At a deeper level, the learning outcomes of an internationalised education are given meaning within the confines of a particular discipline and its interdisciplinary connections. The embedding of these learning outcomes is the terrain of discipline specialists in collaboration with education experts.

I was privy to such an interaction with a team of specialists in the field of international business and management studies or IBMS. Their assignment was to revise an existing professional competency profile as part of a six-year cycle. The outcome of their deliberations forms the basis for the IBMS programmes throughout the Netherlands.

The team decided to reformulate the profile in terms of learning outcomes instead of the competencies that have been used in the past. The learning outcomes were formulated by disciplinary teams throughout the Netherlands. The team used the KSAVE – Knowledge, Skills, Attitudes, Values and Ethics – model and integrated it with disciplinary knowledge.
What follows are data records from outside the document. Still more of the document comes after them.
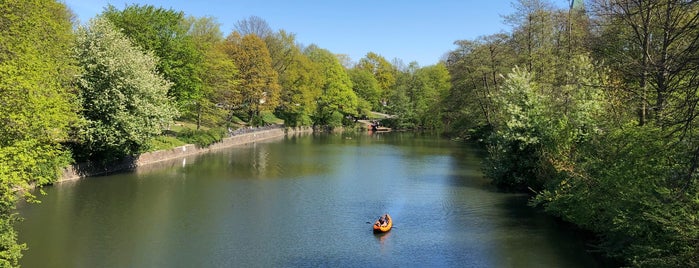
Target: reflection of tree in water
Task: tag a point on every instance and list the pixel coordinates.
(259, 161)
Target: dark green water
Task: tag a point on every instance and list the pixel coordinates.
(298, 201)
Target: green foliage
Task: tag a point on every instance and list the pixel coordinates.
(124, 99)
(259, 88)
(201, 138)
(631, 189)
(219, 74)
(366, 87)
(165, 33)
(301, 80)
(37, 107)
(337, 94)
(384, 73)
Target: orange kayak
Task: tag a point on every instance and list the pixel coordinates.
(382, 228)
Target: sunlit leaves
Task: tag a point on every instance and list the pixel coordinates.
(124, 99)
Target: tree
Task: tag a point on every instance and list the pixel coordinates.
(299, 78)
(37, 105)
(337, 99)
(219, 72)
(365, 86)
(259, 86)
(383, 71)
(253, 25)
(124, 98)
(436, 83)
(165, 33)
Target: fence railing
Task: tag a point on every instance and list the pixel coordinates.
(246, 130)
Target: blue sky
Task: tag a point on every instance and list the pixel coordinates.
(410, 30)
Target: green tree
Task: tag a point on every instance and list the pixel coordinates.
(37, 105)
(476, 69)
(300, 80)
(337, 99)
(365, 86)
(124, 98)
(384, 72)
(219, 71)
(165, 33)
(436, 83)
(259, 88)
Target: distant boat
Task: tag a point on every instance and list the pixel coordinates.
(380, 227)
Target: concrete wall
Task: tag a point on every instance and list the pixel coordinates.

To test the newly formulated learning outcomes, the team collected early career challenges that IBMS graduates faced in industry and projected the learning outcomes onto each problem.
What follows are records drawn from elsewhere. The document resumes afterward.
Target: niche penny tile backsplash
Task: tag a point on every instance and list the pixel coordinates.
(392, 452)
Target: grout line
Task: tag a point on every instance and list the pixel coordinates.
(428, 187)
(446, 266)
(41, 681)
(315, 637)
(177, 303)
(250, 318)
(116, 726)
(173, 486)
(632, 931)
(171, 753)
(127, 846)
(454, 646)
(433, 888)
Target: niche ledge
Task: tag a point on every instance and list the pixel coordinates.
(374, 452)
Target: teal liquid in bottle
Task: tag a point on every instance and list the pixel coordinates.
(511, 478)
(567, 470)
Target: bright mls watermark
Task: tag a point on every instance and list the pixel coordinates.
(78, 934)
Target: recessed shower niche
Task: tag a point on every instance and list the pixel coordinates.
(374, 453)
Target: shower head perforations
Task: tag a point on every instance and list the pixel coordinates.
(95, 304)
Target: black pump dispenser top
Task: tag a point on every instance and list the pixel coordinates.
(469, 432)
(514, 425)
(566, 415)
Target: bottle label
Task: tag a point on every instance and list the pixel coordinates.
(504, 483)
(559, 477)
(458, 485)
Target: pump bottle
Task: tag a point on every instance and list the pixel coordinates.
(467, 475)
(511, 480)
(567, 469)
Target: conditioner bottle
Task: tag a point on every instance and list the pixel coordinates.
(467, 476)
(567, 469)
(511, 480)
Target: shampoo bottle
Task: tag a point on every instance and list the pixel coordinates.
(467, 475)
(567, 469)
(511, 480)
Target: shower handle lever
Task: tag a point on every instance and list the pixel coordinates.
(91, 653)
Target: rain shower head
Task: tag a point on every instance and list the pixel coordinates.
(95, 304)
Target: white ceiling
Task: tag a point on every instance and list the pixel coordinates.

Embedded internationalization

I want to make two observations on this process. The first is that the internationalization-related learning outcomes became seamlessly embedded in the entire programme and were not bolted on as an ‘extra’. This is in stark contrast to the experience of many international education experts who have felt for a long time that the integration of internationalization was seen as yet another addition to an already overflowing curriculum.

The second observation is the realisation that 21st century skills, albeit in the context of IBMS, are required for virtually every early career challenge that industry provides. Put even more strongly, 21st century skills are the core and disciplinary knowledge is the carrier – a near reversal of previous ways of teaching.
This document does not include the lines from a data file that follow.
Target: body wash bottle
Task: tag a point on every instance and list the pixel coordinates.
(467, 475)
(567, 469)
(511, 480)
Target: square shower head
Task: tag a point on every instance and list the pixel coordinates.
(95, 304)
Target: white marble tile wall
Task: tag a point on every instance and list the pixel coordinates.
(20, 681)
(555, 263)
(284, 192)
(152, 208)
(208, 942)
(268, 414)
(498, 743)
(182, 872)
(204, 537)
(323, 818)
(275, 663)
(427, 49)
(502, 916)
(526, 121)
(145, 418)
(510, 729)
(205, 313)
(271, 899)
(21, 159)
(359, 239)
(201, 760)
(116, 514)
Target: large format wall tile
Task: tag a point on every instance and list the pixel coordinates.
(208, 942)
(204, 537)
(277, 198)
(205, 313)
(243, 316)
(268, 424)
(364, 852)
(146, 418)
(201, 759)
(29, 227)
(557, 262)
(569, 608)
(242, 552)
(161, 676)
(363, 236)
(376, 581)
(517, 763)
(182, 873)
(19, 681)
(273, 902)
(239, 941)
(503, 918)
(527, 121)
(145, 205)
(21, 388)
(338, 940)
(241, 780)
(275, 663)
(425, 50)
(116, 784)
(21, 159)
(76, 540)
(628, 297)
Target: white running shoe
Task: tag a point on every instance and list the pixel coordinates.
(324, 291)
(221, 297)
Of course, this new alignment is very much in keeping with what many industry leaders have been telling us for the past decade or so – that transversal skills were seen as at least as important as, if not more so, than disciplinary knowledge.

Given that 21st century skills learning outcomes are seen as necessary for graduates to be successful and given the significant and increasing extent of globalization, it would follow that learning outcomes associated with internationalization are just as necessary for success.

It therefore makes sense to group them both together. Indeed, in the P21 Framework for 21st Century Learning, social and cross-cultural skills, flexibility and adaptability and global awareness are already embedded under 21st century themes and life and career skills.

I can’t help thinking that at the tertiary level, we are conducting a repair mission when pre-tertiary education seems a more receptive environment for developing a sound KSAVE basis for 21st century skills and internationalization of learning outcomes.

The P12 Framework has pre-tertiary education in its sights and has recently released a 21st Century Skills Early Learning Framework. Should the aims of this framework – to equip pre-tertiary students with the relevant 21st century knowledge, skills, attitudes, values and ethics – be realized, higher education may set its sights higher, provided, of course, it recognizes the changed nature of first-year entrants and builds on their enhanced level of 21st century skills.

Calls for dialogue

I realise there is a long way to go in many countries, given the state of pre-tertiary education as described in a recent World Bank report. Nevertheless, if we do not start a dialogue between the various education sectors on these important topics, we will lose valuable time that we do not have and fail to produce graduates who are able to overcome the problems that beset this planet.

Even in countries with well-developed education systems, such as my own, we have a long way to go.

The two workshops I have hosted on the topic of internationalization for the various education sectors (primary, secondary, tertiary) showed that each sector had its own agenda, developed in the absence of any dialogue with other sectors. The ideal of learning that crosses sectoral boundaries and extends from primary to tertiary education seems a long way off.